Irak: le chef du Parlement appelle à la démission du gouvernement Maliki


BAGDAD - Le chef du Parlement irakien Oussama al-Nujaifi a appelé lundi à la démission du gouvernement du chiite Nouri al-Maliki et à la tenue d'élections anticipées, selon un communiqué de son bureau.

Cette initiative doit permettre de parvenir à une réconciliation nationale et de préserver les acquis de la démocratie et aussi de sortir le pays du spectre de la guerre civile et des violences confessionnelles, a indiqué le communiqué alors qu'un regain de violences en Irak a fait depuis mardi dernier plus de 230 morts.

M. Nujaifi, un sunnite et haut responsable du bloc Iraqiya, soutenu par les sunnites et pendant longtemps en profond désaccord avec M. Maliki, a adressé sa proposition aux chefs des partis politiques représentés au Parlement.

Il a appelé le gouvernement actuel à démissionner pour être remplacé par un cabinet plus restreint composé d'indépendants qui ne pourraient pas participer aux prochaines élections. Il a également demandé à ce qu'une commission électorale prépare des élections législatives anticipées avant la dissolution du Parlement.

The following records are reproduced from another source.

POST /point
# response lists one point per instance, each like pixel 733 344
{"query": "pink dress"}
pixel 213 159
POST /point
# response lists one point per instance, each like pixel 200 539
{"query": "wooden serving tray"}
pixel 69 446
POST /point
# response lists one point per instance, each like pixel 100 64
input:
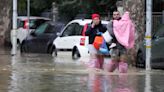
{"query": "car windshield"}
pixel 41 29
pixel 34 23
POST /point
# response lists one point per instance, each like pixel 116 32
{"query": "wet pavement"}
pixel 43 73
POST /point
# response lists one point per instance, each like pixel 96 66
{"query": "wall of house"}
pixel 5 20
pixel 136 9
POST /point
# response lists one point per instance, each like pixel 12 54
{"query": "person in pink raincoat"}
pixel 122 31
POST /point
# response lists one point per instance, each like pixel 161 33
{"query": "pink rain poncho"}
pixel 124 31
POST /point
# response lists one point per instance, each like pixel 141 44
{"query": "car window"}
pixel 160 32
pixel 77 29
pixel 69 30
pixel 41 29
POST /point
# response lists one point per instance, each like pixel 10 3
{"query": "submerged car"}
pixel 157 51
pixel 40 40
pixel 73 38
pixel 23 25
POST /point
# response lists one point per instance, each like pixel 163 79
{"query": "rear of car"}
pixel 81 49
pixel 23 25
pixel 40 40
pixel 73 38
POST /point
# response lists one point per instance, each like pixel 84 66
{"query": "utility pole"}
pixel 148 33
pixel 13 32
pixel 28 14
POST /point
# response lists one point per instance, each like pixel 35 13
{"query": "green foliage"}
pixel 68 9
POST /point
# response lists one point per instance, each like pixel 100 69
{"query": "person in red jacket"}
pixel 93 30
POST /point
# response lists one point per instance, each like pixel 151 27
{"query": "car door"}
pixel 68 37
pixel 39 38
pixel 158 44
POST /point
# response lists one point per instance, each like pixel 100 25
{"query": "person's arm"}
pixel 110 26
pixel 88 31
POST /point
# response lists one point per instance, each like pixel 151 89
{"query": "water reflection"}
pixel 110 83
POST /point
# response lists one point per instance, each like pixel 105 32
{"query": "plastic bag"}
pixel 97 42
pixel 104 48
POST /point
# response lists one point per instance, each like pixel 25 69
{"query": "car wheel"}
pixel 54 52
pixel 75 54
pixel 140 60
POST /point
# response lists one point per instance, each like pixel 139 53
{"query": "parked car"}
pixel 73 38
pixel 40 40
pixel 157 51
pixel 34 22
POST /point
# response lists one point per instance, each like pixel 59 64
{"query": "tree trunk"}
pixel 137 14
pixel 5 20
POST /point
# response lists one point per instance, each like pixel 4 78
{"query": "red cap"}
pixel 95 16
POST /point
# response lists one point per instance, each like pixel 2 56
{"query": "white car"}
pixel 22 21
pixel 72 38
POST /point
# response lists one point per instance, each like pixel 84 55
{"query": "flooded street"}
pixel 42 73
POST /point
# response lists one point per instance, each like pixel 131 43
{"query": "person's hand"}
pixel 93 25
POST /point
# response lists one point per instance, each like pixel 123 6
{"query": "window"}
pixel 41 29
pixel 69 30
pixel 78 29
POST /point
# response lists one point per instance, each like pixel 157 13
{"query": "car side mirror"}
pixel 33 33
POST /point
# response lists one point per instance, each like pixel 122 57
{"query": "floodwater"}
pixel 43 73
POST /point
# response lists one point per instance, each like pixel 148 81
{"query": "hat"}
pixel 95 16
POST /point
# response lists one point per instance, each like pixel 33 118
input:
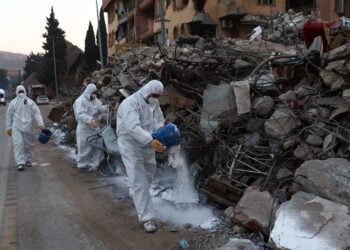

Cette proposition intervient alors qu'une vague de violences frappe le pays depuis le 23 avril quand les forces anti-émeutes avaient tenté de pénétrer sur une place de la localité de Houweijah, à l'ouest de la ville de Kirkouk, où des centaines de manifestants hostiles au Premier ministre chiite observaient un sit-in depuis plusieurs semaines.

Au moins 53 personnes avaient été tuées et des attaques de représailles contre les forces irakiennes et d'autres violences ont fait depuis des dizaines d'autres victimes, le bilan s'élevant à plus de 230 mort lundi.

Cette montée des violences fait craindre un retour à un conflit confessionnel ouvert.

Plus de 450 personnes ont été tuées et 1.150 blessées en Irak depuis début avril, selon un décompte de l'AFP sur la base de sources médicales et de sécurité.